Be sure to check out our video so that you can see just how easy it is. Thank you, thank you for tuning in!
cooking information
- Yield: 8-10 Bowls for Dinner
- Prep Time: 5 minutes
- Cooking Time: 20 minutes
all ingredients
- 3 32 Oz. Boxes Chicken Stock
- 1 Box Frozen Chopped Spinach
- 1/4 Cup Dried Acine de Pepe
- 2 Whole Eggs
- 1/3 Cup Grated Parmesan
recipe instruction
1. Into a large sauce pot, pour all of your chicken stock and frozen brick of spinach. Bring it all to a boil and stir as the spinach thaws.
2. Once the stock is boiling add your dried pasta and cook for the allotted time. (Approximately 4-6 minutes)
3. In a small bowl, crack your eggs and whisk together with your with Parmesan cheese.
4. Just about 2 minutes before serving, pour in the egg mixture, stirring as you pour.

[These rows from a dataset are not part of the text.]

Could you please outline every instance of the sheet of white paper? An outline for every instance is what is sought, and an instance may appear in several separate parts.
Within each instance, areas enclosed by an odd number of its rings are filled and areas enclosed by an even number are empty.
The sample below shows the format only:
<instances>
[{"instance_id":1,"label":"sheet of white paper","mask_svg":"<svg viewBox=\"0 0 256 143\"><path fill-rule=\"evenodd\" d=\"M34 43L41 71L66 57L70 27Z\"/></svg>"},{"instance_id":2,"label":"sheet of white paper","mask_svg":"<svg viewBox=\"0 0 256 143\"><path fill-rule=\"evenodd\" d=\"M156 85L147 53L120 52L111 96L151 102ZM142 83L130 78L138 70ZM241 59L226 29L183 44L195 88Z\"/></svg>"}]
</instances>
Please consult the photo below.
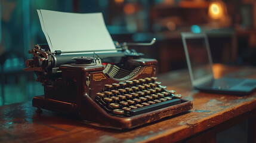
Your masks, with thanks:
<instances>
[{"instance_id":1,"label":"sheet of white paper","mask_svg":"<svg viewBox=\"0 0 256 143\"><path fill-rule=\"evenodd\" d=\"M51 51L82 51L116 48L101 13L77 14L38 10Z\"/></svg>"}]
</instances>

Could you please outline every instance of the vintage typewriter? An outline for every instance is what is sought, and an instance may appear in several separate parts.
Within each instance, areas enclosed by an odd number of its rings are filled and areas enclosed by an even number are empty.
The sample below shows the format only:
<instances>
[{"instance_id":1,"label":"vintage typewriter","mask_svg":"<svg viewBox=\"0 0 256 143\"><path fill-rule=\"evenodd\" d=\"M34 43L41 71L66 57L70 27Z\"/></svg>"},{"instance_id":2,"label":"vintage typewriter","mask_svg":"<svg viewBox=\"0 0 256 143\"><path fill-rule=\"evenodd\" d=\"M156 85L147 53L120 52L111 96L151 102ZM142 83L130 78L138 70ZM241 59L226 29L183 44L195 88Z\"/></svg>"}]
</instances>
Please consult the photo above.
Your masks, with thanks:
<instances>
[{"instance_id":1,"label":"vintage typewriter","mask_svg":"<svg viewBox=\"0 0 256 143\"><path fill-rule=\"evenodd\" d=\"M157 60L143 58L129 45L116 42L116 51L50 51L36 45L29 53L26 71L35 71L44 95L32 105L67 113L101 126L128 129L192 108L191 101L167 91L156 77ZM74 53L76 52L76 53Z\"/></svg>"}]
</instances>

The eggs will cook quickly in the hot broth and create dumpling-type masses similar to an egg drop soup.
5. Serve and enjoy!
cooking tips
- These are all ingredients you probably keep handy in your pantry! Plus this is a one-pot dinner. Good news all around…
- If you find that the pasta has soaked up too much of the broth when you go to re-heat any leftovers, just pour in more broth to your liking. (I actually like it kind of thick, so it never bothers me, but make it just how it sounds good to you.)